1)  Anti-Catholic apologists who take a contrary position to some straw man and, despite all attempts to clarify and correct, refuse to acknowledge that their understanding was in error, even in the interest of developing more relevant arguments against Rome.  They've got their arguments pat, by gum, and there's no need to let facts get in the way.

Not that this is always the case, but it happens often enough that I'm left with the impression that lame arguments are favored because good ones just aren't available.

e.g.:
"Catholics think they get a second chance at heaven with purgatory."
"No we don't.  Our fate is sealed at the moment of death; purgatory is just a matter of how Christ's sanctifying graces get applied to us once the judgment is rendered."
"That still sounds like a second chance."

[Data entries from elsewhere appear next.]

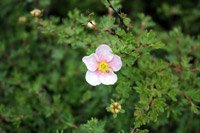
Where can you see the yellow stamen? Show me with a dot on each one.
(115, 107)
(104, 67)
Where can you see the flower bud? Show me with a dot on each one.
(36, 13)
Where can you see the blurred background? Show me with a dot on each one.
(41, 88)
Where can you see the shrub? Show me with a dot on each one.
(42, 76)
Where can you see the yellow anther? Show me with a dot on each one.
(104, 67)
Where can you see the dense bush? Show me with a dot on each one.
(42, 76)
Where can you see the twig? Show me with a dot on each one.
(186, 97)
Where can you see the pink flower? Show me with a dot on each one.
(101, 66)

"No, it really doesn't.  We're saying that for those of us who get invited to the wedding feast of the Lamb, some of us are met at the door by the maitre'd and told we will be provided with a shower and formalwear before the party starts.  It's a service that is only offered to people holding an invitation.  It's not the same thing as a bouncer stopping you and telling you to go make yourself presentable in the hope of finding an invitation that had blown into a storm drain or something."
"Seems like it to me."
"Well, it shouldn't.  Purgatory does not get you saved.  Purgatory gets people sanctified.  Only saved people get to have it.  Even if you don't accept it, if you won't recognize the distinction I'm trying to make here, I can only conclude you are willfully or shamefully declining to engage the argument, and are persisting in your misconceptions, that the Church teaches something it doesn't teach, and therefore your arguments are not intended for my ears, and I will not bother myself with more of us talking past each other."

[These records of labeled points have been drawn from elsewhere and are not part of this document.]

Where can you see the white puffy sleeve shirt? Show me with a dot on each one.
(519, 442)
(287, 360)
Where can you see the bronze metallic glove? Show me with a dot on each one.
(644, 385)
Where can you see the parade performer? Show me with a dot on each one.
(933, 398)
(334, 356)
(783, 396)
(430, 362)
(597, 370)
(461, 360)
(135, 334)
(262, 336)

"Well, it still sounds like..."
"I'm sorry, but 'it sounds like' isn't really an argument."
"Well then, it looks like--"
sigh.
Do not judge as man seeth, for man seeth those things that appear, but the Lord beholdeth the heart.

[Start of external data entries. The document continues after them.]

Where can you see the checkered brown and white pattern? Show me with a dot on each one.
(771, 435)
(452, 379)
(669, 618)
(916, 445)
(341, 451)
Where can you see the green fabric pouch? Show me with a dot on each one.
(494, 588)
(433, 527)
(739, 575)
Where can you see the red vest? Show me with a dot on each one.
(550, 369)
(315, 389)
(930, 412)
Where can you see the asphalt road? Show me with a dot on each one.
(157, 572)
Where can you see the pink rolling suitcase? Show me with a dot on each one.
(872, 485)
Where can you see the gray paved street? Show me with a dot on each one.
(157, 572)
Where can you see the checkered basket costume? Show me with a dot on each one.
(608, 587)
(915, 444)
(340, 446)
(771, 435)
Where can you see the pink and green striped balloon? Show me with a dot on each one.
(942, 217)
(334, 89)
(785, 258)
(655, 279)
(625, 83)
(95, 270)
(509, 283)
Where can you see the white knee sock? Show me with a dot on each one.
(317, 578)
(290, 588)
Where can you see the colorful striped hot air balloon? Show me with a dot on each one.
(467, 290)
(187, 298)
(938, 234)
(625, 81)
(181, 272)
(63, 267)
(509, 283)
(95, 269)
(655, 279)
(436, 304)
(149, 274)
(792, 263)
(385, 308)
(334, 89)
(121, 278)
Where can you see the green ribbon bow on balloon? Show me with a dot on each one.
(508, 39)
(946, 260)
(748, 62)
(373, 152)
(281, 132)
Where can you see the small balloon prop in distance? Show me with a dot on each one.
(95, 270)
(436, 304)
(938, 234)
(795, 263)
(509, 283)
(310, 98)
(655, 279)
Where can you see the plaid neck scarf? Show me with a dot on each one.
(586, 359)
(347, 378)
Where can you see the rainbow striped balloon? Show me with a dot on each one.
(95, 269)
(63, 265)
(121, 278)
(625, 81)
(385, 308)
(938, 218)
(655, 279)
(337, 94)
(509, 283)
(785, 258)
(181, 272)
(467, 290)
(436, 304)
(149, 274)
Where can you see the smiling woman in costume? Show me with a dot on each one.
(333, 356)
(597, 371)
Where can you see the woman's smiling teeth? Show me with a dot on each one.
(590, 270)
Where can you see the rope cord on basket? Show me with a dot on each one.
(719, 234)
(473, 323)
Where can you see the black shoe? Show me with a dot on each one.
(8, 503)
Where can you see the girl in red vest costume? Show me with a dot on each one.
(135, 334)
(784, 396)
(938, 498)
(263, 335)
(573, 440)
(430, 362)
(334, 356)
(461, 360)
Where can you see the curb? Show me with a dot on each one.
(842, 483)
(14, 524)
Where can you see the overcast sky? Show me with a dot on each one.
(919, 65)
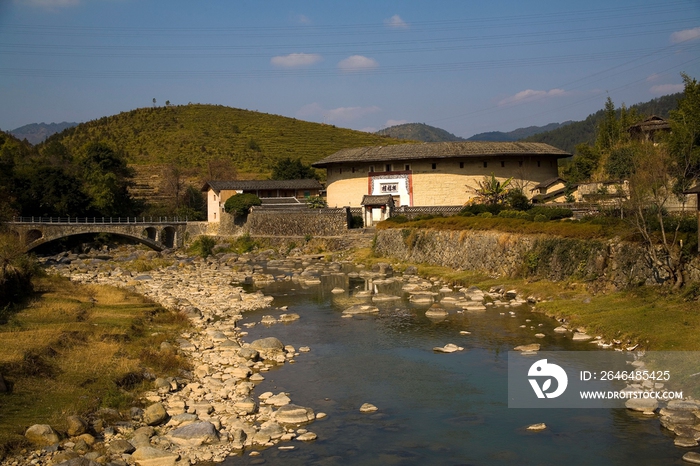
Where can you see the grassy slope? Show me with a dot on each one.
(192, 134)
(43, 353)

As it has been said, if this is the best argument that can be made against Rome, then the argument for Rome must have some meat to it.

2)  Anti-Catholic apologists who are apparently so zealous about saving Catholics from Rome they forget to be charitable and develop sweeping powers of telepathy that they handily employ in alternatingly attempting to prick our consciences and flat-out judge us (perhaps with only intent of doing the former).  The amateur ones tend to demand that Catholicism be proven by Protestant means (which is largely impossible, unless one proves that Protestant means are self-defeating, since non-Catholic policies of exegesis and ecclesiology had to be invented to justify the Reformation in the first place), and failing the presentation of a compact answer, declare themselves head and shoulders above the confusion.  The professional ones (of this sort--not conflate them with people who make a living doing this sort of thing) tend to dredge up the material that usually goes into Catholic arguments, declare the preponderance of history to be on their side, and conclude that we Catholics are too stupid or lazy to find our own way out of the maze of Romanism.  These claims are quite bold, considering they are often repeated liberally, and often applied to individual arguments that are only intended to rebut particular claims, often to individuals who have not contributed enough to the debate to allow any fair party with the normal range of senses to judge the extent of their education, let alone the quality of their motivation or the state of their soul--and oddly, often paired with reminders that they are only being rude out of a charitable concern for our eternal destiny.
Some people do have a gift of discernment, but applying it so sloppily, like a politician would twist the words of an opponent, only suggests that the alleged discerner is not accurately gauging the knowledge intuited to him, or that he is merely speculating being judgmental for political or personal reasons, or that he is lying. In none of these cases can he be relied on to provide meaningful information at face value.